The zem business is a major contributor to pollution, which limits the city’s quality of life and presents a great health risk for both the drivers and the local population. “Addressing the problems of informal transport workers is crucial in the wider context of reducing emissions in the fast-growing mega-cities of the global south, which is one of the key drivers of climate change,” says Women in Informal Employment: Globalizing and Organizing, a network that promotes the empowerment of the working poor globally.
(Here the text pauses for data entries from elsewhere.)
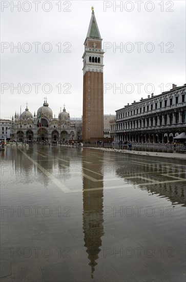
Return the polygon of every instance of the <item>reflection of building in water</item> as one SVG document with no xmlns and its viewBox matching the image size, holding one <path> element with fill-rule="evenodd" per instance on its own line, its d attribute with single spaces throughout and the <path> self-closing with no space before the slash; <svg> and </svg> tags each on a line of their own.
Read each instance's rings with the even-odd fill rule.
<svg viewBox="0 0 186 282">
<path fill-rule="evenodd" d="M 89 156 L 88 152 L 84 152 L 84 156 L 87 157 L 86 160 L 93 160 L 93 156 Z M 95 163 L 95 158 L 94 158 Z M 88 258 L 90 260 L 89 265 L 91 267 L 92 278 L 93 277 L 93 272 L 95 267 L 97 265 L 97 259 L 101 246 L 101 236 L 104 234 L 103 227 L 103 176 L 100 173 L 101 165 L 97 165 L 92 168 L 92 170 L 99 173 L 96 174 L 87 170 L 86 169 L 92 170 L 91 165 L 83 164 L 83 174 L 88 175 L 88 177 L 95 178 L 101 181 L 94 182 L 89 179 L 86 176 L 83 176 L 83 229 L 84 232 L 85 247 L 87 248 Z M 101 188 L 100 189 L 94 190 L 94 188 Z M 86 191 L 86 189 L 89 191 Z M 90 189 L 89 190 L 89 189 Z M 92 190 L 91 191 L 91 189 Z M 96 261 L 97 260 L 97 261 Z"/>
<path fill-rule="evenodd" d="M 145 189 L 153 194 L 168 197 L 173 204 L 177 203 L 186 206 L 184 166 L 173 165 L 167 168 L 163 164 L 154 164 L 153 166 L 151 164 L 143 166 L 141 165 L 142 163 L 140 165 L 126 164 L 115 167 L 116 175 L 123 177 L 125 180 L 138 185 L 139 188 Z M 146 177 L 146 180 L 140 177 Z M 182 181 L 180 178 L 182 179 Z M 174 180 L 179 180 L 179 179 L 180 182 L 174 182 Z M 152 180 L 158 183 L 152 183 Z M 144 183 L 146 184 L 143 185 Z"/>
</svg>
A motorbike driver refilling fuel at a street corner in Cotonou, Benin

Bettina Benziger

A motorbike driver refilling fuel at a street corner in Cotonou, Benin

However, the zem business is not just an environmental problem. Initiatives like that by the French Development Agency to replace the highly polluting two-stroke motorbikes with less polluting four-stroke motorbikes tackles only the environmental symptoms of a social problem. According to the African Development Bank Group (AfDB), nine out of ten African workers do not figure in any statistics on official jobs. As workers in the so-called “informal sector,” they work behind a curtain. The most vulnerable groups in society are especially affected: women, youths, and the poor. While this unofficial work allows many people to make a reasonable income, these laborers have to work in very insecure circumstances: no secure income, no employment benefits, and no social protections, as the AfDB notes.

Researcher Nwaka emphasizes the social causes of the zems’ environmental challenge to the city, saying, “The path to urban peace and sustainability in Africa lies in building a more inclusive and equitable society.” This has implications for policies and laws. “There is a need to change policies and attitudes from neglect and repression to recognition and support, and to promote complementary links with the formal sector,” Nwaka says.

This strategy would create a society that accommodates all its members. And then the sleeping masks will be used as such.